The game that always comes to mind with this is Chris Avellone et al’s underrated masterpiece, Knights of The Old Republic 2.
Yes, I know it was released incomplete and buggy for a whole list of reasons, some of them due to Obsidian’s ambition and some down to the publisher, but that doesn’t matter.
So here’s the short version of the story: the folks at Obsidian got the contract to make the sequel to one of the biggest games in one of (if not the) largest multi-media franchises of all time. Knights of the Old Republic was Bioware at their best, and it was a tremendous success. Obsidian got the nod to make the follow-up.
Avellone went out and consumed pretty much the entirety of the existing Star Wars Expanded Universe as existed at that time to learn the territory he was going to be playing in. He did his research.
And he decided that, basically, the Star Wars universe was full of shit. That the entire notion of the Force as depicted in film and novel was self-contradictory, that the Jedi Knights were in no way the unambiguous force for good that they were commonly accepted as being. That there were multiple interpretations of how the Force was even supposed to work, and they completely contradicted each other, and yet they all worked.
So he made a Star Wars game about how Star Wars was stupid, and he wasn’t even done. He managed to attack and deconstruct and evaluate a huge number of the tropes of Role Playing Games themselves, especially ones like Bioware made with simplistic sliding morality scales. The game attacks the entire idea of gaining experience points from combat by making both one of the main villains and the player character
into walking black holes of life force, all consuming voids that destroy everything they come near.

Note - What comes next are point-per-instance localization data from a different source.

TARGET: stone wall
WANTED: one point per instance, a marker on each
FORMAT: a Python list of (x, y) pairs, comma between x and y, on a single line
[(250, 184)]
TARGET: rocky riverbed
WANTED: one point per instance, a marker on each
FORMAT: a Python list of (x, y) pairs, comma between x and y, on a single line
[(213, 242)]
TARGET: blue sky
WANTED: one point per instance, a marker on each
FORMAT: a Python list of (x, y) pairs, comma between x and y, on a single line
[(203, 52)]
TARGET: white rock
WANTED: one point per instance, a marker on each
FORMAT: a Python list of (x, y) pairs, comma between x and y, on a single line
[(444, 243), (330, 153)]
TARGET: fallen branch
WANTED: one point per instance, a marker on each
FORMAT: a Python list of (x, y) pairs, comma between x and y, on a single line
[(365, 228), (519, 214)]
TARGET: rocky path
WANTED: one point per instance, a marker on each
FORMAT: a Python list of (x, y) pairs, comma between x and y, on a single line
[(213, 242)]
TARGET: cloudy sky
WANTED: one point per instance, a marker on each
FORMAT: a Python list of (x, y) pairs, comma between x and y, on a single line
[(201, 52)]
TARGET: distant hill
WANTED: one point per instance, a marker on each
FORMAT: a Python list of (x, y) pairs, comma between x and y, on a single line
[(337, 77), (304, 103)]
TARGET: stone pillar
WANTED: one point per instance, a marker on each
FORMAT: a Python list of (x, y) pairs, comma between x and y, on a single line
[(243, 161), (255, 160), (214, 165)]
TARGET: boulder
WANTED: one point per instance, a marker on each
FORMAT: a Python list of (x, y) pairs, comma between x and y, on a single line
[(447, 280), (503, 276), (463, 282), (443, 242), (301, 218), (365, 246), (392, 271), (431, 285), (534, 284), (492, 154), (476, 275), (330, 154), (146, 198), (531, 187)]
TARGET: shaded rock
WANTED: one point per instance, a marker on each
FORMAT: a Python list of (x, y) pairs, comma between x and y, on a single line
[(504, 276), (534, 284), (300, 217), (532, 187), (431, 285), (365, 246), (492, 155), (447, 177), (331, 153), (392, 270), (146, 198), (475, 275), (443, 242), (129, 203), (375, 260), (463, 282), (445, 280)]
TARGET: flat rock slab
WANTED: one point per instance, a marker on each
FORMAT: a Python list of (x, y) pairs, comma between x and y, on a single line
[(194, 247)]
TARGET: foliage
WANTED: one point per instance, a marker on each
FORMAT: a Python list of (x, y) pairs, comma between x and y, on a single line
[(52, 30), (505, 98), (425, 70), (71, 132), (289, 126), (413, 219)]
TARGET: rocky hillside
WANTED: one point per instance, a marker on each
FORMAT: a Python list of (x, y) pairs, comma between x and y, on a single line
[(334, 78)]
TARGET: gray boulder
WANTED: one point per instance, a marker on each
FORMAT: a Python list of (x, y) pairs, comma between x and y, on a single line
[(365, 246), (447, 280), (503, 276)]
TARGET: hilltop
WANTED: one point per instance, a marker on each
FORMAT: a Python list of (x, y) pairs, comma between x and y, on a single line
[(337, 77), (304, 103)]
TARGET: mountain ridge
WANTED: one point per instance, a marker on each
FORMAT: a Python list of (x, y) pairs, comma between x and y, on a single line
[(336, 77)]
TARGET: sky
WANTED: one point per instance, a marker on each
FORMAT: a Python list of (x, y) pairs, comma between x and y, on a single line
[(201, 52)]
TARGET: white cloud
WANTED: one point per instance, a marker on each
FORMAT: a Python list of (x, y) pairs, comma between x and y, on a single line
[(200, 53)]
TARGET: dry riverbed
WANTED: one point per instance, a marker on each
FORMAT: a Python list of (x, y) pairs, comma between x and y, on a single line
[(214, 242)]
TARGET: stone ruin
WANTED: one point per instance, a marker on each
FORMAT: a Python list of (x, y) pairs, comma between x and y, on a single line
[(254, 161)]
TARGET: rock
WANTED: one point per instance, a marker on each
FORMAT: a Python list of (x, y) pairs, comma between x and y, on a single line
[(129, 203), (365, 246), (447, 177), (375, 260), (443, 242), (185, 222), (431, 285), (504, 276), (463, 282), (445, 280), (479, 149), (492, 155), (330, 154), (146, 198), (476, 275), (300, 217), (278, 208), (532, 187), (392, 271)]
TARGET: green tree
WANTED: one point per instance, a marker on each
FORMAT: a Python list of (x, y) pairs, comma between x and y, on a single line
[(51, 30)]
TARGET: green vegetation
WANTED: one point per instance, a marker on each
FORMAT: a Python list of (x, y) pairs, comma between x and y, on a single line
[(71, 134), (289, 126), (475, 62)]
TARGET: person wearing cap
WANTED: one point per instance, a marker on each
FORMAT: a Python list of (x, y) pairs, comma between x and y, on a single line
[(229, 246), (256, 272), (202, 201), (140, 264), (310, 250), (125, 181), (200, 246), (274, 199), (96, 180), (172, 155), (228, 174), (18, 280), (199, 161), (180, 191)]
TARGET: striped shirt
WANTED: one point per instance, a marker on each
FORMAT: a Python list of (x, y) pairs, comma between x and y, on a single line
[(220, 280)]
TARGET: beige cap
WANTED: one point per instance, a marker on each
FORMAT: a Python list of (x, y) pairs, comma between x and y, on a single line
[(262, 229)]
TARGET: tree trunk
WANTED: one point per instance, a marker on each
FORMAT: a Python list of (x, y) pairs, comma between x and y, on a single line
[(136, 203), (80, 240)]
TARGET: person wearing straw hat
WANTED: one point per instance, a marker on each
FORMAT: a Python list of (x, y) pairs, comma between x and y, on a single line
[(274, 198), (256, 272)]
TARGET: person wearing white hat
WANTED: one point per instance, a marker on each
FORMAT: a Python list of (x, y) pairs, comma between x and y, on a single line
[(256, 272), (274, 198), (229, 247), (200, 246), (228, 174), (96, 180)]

It gives you an elderly mentor character, the first NPC you meet, and she spends the entire game lying to you. Not obviously lying, but subtly and intelligently twisting the PC and the player’s interpretation of everything that happens. One who dislikes the player more if they uncritically accept what she says.
I could probably write an entire essay about the ways in which KOTOR2 is a masterpiece of deconstruction, but to this day, and every time I play it, I’m still in awe of the sheer audacity. How did they possibly get it past Lucasarts?